Even though bankruptcy does not discharge criminal fines, fees, or restitution, it can still help in two very important ways: 1) by discharging other debts so that you can focus financially and emotionally on your criminal defense, and 2) by enabling you to pay crucial expenses and debts, including those related to a conviction.
Considering what’s at stake, if you’ve been charged with any kind of serious crime, you need to focus all your attention on fighting that charge. Even if you were not thinking about bankruptcy before, or even if you’d decided earlier against it, you might want to reconsider. Right when you need to quickly re-prioritize a lot of things in your life, bankruptcy can help by giving your more cash to work with, protecting you from your creditors, and letting you keep only the debt that is important to you going forward.
1. By discharging all or most of your debts, bankruptcy allows you to focus your money and attention on the criminal charge, and on what happens after it is resolved.
Your highest priority after being charged with a crime must be to figure out how to pay your defense attorney. You may have to pull out all the stops to pull the money together. You may have to sell assets. You may have to surrender collateral to your creditors, if you have a mortgage or auto loan. You might have to stop sending payments to ALL your creditors. If you have to take such radical steps, biting the bullet and filing bankruptcy quickly may well be the most sensible way to streamline your finances. A “straight” Chapter 7 bankruptcy may well be able to provide the fast financial relief you need.
If the criminal case against you has already been resolved, especially if you‘ve had to serve some jail or prison time, you’ve probably had a gap in your cash flow. You may well have less income now than before. Yet you likely have some continuing financial obligations to the criminal justice system, ones that you MUST pay to meet the terms of your release or probation. You may have to pay restitution, probation or supervision fees, costs of treatment, and/or maybe drug or electronic monitoring fees. A bankruptcy would write off all or most of your other debts so you would more likely be able to pay these criminal system expenses and avoid the dire consequences of not doing so.
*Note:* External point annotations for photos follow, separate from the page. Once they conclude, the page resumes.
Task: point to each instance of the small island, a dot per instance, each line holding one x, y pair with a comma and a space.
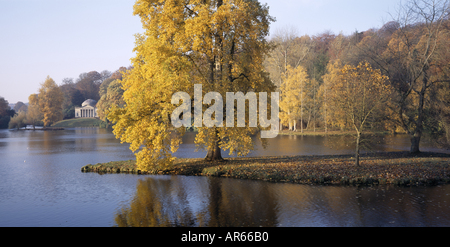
398, 168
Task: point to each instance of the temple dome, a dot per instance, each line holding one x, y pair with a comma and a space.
89, 102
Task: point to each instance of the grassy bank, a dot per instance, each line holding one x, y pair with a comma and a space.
379, 168
80, 122
330, 132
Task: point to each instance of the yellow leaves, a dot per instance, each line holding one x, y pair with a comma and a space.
357, 92
50, 101
182, 40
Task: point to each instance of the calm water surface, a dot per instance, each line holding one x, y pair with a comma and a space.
42, 185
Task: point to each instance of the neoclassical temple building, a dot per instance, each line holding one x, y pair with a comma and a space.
87, 110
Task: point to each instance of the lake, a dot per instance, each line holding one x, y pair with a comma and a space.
42, 185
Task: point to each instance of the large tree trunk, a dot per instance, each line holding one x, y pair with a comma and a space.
214, 152
415, 141
358, 139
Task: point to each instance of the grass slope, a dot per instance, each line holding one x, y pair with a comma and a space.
399, 168
80, 122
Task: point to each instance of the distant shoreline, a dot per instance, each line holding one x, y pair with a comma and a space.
399, 168
41, 128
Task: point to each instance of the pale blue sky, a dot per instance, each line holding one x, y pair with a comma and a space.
64, 38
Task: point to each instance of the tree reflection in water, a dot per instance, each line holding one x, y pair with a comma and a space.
209, 202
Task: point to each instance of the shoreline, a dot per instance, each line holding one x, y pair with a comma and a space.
399, 168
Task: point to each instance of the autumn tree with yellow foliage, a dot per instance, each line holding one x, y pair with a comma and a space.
359, 94
219, 44
51, 100
293, 94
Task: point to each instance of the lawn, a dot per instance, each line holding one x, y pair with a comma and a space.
377, 168
80, 122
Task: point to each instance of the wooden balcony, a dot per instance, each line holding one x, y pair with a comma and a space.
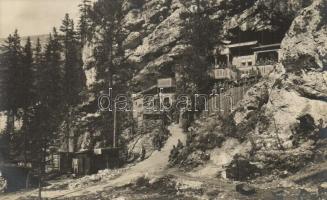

Imagine if you couldn’t pay your probation or other fees because you got an unexpected garnishment of your wages by one of your old creditors.
2. By legally re-organizing your financial obligations, bankruptcy enables you to pay necessary expenses and debts, especially those related to a criminal conviction against you.
If your criminal case has already been resolved, the criminal court may have imposed other kinds of conditions on you beyond the court and probation fees referred to above. These conditions may require you to pay or keep current on certain non-criminal obligations. For example, you may have to always keep your vehicle insurance in effect, keep current on child support, or pay income taxes on time. A bankruptcy may be essential for you to be able to consistently fulfill these commitments.
Similarly, your criminal sentence or terms of your probation usually strictly require you to attend scheduled events—for completing community service, attending probation or other meetings, or simply maintaining regular employment. You can’t get to these without reliable transportation. So you need to be able to make your car payments, keep it in decent repair and insured, or pay for public transportation if that gets you to where you need to go. A bankruptcy—under either Chapter 7 or Chapter 13–may be the best way for you to be able to pay for these absolutely necessary obligations.